Impact on the Spanish startup ecosystem
The role of these mechanisms is particularly visible when looking at the entrepreneurial ecosystem as a whole. In Spain, the startup sector has grown steadily in recent years and its added value exceeds 110 billion euros, with an investment volume that has increased in venture capital and other financial instruments. This growth is not only explained by private investment rounds but also by the existence of an environment in which public and private innovation are articulated at different times in the life cycle of emerging companies.

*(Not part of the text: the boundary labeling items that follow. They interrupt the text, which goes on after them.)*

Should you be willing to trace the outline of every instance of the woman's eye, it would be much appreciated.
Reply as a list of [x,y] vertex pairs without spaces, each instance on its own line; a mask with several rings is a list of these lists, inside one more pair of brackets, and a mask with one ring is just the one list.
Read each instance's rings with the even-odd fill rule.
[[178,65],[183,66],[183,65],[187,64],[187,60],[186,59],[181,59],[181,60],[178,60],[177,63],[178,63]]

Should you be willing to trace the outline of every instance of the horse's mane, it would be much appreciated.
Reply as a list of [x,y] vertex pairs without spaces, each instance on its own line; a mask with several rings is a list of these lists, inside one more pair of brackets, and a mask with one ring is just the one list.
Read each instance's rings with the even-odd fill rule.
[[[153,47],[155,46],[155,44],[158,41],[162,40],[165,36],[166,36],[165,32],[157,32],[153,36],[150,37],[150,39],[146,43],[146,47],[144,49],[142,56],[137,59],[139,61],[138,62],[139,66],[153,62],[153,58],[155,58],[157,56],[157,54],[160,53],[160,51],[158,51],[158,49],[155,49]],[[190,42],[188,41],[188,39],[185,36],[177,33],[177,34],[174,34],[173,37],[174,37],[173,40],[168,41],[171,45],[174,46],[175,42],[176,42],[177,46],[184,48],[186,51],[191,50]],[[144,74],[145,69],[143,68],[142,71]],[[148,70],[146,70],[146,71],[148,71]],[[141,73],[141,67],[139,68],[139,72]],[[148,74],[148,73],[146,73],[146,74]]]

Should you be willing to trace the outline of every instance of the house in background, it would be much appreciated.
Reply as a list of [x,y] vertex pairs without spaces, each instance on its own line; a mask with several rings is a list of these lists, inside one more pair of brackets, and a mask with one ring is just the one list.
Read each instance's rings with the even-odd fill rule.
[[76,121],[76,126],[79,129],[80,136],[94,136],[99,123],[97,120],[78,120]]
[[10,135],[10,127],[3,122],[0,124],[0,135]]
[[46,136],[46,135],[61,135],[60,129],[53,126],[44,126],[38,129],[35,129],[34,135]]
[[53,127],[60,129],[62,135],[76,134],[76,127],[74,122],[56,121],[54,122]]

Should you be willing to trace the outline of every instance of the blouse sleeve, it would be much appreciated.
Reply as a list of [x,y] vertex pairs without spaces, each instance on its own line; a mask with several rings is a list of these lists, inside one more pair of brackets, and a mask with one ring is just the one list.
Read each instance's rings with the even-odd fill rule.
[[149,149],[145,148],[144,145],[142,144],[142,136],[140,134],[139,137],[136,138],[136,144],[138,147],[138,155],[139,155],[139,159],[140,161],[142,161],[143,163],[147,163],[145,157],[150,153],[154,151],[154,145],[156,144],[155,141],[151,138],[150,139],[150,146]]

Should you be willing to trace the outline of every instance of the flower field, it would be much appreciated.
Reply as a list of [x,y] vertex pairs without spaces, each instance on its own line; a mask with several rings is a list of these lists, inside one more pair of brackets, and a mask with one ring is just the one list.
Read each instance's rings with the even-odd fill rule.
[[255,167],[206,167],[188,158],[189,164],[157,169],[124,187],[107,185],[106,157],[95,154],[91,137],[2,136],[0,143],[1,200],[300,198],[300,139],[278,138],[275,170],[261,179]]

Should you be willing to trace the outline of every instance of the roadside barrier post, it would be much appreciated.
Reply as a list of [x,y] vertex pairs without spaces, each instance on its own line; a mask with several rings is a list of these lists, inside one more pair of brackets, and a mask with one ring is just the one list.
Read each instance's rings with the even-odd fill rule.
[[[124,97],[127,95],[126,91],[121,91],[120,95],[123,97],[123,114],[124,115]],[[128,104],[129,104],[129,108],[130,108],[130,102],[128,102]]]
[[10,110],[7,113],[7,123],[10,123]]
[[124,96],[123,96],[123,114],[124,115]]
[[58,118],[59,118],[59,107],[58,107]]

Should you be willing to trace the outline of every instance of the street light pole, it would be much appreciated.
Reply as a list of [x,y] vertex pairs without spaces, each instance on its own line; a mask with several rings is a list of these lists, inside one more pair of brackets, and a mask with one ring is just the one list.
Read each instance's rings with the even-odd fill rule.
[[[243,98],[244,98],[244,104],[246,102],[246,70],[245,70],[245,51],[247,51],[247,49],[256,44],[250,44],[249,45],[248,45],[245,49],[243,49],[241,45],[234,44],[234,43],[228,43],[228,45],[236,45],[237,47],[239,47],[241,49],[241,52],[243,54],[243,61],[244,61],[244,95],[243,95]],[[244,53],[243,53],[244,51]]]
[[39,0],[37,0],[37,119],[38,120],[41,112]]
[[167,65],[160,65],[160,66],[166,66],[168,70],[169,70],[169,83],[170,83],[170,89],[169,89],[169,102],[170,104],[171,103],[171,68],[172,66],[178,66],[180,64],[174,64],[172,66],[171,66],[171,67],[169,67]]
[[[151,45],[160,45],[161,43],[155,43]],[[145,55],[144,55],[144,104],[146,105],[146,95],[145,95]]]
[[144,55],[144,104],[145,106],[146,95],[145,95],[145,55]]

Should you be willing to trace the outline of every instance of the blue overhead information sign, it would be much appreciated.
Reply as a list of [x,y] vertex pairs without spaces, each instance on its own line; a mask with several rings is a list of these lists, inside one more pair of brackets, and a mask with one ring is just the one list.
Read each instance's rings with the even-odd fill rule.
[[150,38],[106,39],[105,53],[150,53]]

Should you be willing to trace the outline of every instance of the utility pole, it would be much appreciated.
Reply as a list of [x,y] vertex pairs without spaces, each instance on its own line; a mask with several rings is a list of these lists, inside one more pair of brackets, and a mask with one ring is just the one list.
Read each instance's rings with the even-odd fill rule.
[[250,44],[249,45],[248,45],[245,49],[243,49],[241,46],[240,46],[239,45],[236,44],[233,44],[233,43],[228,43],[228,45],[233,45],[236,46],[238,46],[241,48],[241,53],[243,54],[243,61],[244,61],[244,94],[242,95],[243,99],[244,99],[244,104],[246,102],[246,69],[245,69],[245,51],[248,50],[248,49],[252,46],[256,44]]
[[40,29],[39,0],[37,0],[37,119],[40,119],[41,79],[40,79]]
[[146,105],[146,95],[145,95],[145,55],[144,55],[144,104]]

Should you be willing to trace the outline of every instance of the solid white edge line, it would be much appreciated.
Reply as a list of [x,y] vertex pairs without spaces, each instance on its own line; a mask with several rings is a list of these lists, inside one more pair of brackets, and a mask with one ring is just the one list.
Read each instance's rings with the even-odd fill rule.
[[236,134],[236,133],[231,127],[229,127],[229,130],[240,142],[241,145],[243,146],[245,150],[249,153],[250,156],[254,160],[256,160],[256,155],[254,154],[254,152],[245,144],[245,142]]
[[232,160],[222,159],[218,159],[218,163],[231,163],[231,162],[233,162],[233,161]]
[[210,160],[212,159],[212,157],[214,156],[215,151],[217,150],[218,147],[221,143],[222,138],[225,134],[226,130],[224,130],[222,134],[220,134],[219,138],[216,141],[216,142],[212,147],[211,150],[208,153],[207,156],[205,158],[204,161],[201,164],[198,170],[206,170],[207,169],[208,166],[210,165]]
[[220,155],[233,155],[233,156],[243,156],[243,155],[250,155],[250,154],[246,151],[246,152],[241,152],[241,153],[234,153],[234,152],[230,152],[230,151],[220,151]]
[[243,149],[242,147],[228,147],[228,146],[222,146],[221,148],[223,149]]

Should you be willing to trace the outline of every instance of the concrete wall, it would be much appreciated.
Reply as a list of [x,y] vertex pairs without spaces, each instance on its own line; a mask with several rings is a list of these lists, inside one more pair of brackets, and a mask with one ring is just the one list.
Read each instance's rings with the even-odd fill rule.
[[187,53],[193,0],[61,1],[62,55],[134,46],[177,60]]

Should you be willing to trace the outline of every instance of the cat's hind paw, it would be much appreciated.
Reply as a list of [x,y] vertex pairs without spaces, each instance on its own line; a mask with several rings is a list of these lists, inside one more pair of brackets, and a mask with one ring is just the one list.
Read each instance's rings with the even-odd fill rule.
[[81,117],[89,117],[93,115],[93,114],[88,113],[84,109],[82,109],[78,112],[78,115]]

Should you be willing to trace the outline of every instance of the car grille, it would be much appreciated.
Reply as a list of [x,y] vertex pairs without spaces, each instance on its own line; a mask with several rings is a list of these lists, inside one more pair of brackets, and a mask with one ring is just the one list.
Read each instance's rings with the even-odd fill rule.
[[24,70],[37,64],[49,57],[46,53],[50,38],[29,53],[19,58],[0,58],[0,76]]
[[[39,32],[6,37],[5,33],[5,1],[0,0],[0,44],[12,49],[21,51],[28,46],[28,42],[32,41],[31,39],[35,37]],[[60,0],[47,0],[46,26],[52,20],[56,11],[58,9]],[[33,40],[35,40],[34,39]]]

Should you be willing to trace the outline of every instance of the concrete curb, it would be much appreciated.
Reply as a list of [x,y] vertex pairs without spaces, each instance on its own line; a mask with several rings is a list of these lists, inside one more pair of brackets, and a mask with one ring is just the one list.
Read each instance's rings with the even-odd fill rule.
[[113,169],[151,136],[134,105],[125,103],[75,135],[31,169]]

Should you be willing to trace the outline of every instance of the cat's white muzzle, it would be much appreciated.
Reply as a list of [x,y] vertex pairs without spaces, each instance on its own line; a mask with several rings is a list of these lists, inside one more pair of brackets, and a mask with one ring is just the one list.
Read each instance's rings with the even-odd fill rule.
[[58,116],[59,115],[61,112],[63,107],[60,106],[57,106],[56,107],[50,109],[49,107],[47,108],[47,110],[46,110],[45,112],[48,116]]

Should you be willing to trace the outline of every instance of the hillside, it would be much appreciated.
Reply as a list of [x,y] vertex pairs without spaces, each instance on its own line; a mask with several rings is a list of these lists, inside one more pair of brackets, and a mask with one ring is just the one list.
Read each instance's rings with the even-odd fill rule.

Public funding for R+D+i is not a shortcut or a guarantee of immediate success. It is a tool that allows us to sustain a critical stage of the innovation process in which an idea must be converted into an operational proposal capable of attracting more resources and attention. In this sense, understanding well what lines of support exist and how to access them is part of the strategic learning of any startup that aspires to scale solidly.
The philosophy of Santalucía Impulsa
In Santalucía Impulsa projects are explored that start precisely from there: from observing reality carefully, detecting real frictions and applying judicious innovation to transform them. Not from the epic of “everything is possible”, but from a more sober and powerful conviction that many things can be done better if given time, support and context.
Because almost all the solutions that seem obvious today began to seem unnecessary. And almost all of the ones we'll need tomorrow don't look like it yet.